Pavarotti, en persona
Precedido por un bombardeo publicitario fuera de serie, en el que debemos incluir los ecos del concertone de Roma, con Carreras y Domingo, Luciano Pavarotti (Módena, 1935) se apareció en Madrid a unas 10.000 personas que llenaban el Palacio de los Deportes, salvo algún claro en localidades caras que posteriormente se cubrió como por encanto.Acompañaba la Orquesta Sinfónica de Madrid, dirigida por un experto en ópera y en Pavarotti, Leone Magiera prestó su colaboración el flautista Andrea Griminelli, un virtuoso de altura, como lo demostró en el Andante en do, de Mozart, y en una dificilísima y un tanto enojosa fantasía de Carmen, de Bizet. La orquesta Arbós, a las órdenes de Magiera, tocó bien la Obertura de don Pasquale y el intermedio de Cavalleria rusticana, de Maseagni.
Luciano Pavarotti
Concierto de Pavarotti con la Sinfónica de Madrid. Director: L. Magiera. Solista: A. Griminelli, flauta. Obras de Donizeti, Mozart, Mascagni, Verdi, Bizet, Massenet, Puccini, Leon Cavallo, Sibella y Denza. Palacio de los Deportes. Madrid, 1 de septiembre.
Como imponían las condiciones del local, la voz de Pavarotti llegó a la fervorosa audiencia a través de un sistema de amplificación, de buena calidad, pero amplificación al fin, y su inmensa humanidad quedaba disminuida por la distancia. De ahí que algunos asistentes fueran provistos de prismáticos. Pero el mito estaba ante nosotros y, además, luciendo los valores reales que son base de su fama: amplitud y belleza de voz, gran aliento lírico, portentosa y fácil seguridad en los ataques y los agudos, dinámica flexible, hermosa línea de fraseo y dicción,
comunicatividad fuera de serie todo ello impostado en un estilo musical refinado y sin concesiones.
Hace 16 años que Pavarotti cantó La Bohéme en La Zarzuela. Desde entonces se acumularon los éxitos del modenense y creció la difusión de su imagen, de manera que esta nueva actuación ha tenido una resonancia extremada dentro de un populismo que, curiosa mente, se hace pagar caro: de 2.500 a 25.000 pesetas.
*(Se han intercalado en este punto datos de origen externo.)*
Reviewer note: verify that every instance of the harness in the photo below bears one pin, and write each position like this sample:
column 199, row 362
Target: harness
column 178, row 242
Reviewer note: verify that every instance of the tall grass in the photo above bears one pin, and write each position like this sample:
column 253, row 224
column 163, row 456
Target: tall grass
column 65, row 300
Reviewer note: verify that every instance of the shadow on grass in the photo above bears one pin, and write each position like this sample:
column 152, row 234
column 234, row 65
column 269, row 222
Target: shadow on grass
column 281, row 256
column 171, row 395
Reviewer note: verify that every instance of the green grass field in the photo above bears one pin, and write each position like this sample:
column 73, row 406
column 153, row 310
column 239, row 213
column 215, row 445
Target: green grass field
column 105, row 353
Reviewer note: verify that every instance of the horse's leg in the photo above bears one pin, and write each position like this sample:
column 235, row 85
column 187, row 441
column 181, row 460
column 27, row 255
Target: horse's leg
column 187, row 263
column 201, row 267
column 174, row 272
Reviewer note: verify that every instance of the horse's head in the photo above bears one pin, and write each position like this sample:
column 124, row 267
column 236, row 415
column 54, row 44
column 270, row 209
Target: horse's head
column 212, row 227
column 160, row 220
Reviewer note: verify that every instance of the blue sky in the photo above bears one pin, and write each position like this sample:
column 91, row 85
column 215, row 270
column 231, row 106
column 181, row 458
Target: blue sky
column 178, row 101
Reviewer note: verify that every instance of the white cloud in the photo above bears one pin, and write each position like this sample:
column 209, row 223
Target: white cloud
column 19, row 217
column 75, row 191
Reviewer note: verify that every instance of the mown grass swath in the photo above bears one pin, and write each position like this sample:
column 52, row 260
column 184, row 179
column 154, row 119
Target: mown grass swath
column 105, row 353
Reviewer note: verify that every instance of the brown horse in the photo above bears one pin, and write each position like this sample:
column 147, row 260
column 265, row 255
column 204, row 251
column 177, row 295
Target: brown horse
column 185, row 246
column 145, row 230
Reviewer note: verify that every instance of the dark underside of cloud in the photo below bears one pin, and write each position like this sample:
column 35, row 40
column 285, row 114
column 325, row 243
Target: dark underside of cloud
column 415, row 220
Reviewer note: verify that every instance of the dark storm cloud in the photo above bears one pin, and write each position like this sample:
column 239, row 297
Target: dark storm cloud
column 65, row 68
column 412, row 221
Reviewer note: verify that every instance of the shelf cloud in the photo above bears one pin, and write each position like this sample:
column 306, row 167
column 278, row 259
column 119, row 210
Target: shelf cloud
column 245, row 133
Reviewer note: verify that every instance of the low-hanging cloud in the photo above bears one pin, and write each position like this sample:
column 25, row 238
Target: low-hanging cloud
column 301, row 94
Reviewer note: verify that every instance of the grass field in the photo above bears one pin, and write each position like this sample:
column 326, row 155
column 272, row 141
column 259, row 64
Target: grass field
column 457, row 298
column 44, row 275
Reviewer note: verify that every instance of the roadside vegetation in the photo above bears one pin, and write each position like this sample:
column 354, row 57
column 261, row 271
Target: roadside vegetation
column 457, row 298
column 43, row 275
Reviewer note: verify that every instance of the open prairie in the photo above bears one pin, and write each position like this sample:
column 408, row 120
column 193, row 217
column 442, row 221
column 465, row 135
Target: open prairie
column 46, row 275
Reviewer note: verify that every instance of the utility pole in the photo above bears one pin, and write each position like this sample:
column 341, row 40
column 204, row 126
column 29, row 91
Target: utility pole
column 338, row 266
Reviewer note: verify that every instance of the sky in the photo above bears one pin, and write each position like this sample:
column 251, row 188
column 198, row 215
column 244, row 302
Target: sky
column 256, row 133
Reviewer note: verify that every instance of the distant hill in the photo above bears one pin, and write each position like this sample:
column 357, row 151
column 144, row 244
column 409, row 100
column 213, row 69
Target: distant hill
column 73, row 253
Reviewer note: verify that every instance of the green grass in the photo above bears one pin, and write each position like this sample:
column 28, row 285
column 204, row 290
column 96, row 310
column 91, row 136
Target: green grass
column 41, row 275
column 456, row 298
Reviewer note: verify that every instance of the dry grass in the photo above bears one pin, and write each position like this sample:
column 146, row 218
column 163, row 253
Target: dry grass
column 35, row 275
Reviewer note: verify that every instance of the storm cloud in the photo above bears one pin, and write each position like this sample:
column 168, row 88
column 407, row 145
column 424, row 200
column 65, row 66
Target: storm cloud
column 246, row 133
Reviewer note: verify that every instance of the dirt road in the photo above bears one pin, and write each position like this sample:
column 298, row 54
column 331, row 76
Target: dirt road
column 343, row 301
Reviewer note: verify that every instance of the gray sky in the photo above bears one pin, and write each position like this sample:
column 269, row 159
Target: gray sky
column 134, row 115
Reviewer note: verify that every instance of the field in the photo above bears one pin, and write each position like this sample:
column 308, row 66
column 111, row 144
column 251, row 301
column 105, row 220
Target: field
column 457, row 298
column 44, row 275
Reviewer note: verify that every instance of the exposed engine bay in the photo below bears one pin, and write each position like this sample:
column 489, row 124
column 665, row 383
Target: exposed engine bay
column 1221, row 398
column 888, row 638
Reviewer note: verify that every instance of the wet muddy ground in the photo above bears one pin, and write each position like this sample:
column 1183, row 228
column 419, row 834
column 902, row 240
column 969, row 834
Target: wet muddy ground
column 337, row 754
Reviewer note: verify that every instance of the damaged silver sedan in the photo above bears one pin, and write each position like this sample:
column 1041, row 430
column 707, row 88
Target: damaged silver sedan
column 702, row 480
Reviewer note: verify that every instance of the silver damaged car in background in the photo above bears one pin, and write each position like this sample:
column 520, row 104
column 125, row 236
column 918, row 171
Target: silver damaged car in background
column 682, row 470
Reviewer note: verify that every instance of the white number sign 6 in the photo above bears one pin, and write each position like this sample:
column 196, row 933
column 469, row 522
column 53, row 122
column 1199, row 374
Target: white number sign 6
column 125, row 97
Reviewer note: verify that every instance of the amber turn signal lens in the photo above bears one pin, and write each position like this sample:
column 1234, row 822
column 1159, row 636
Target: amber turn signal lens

Desde las dos arias de Elisir d'amore (sobre todo en Una furtiva lágrima) el público mostró su entusiasmo, y es justificado por el arte de Pavarotti, más dramático en Lucía y en Agliacci, y de tan distinto signo en Werther, que, sin embargo, no llegó a hacernos olvidar el de Kraus.
Recóndita armonía y El adiós a la vida calentaron aún más el ambiente, que desembocó después en el repertorio napolitano y las propinas: Madame Butterfly, Turandot y dos canciones más. El público salía gozoso del concierto.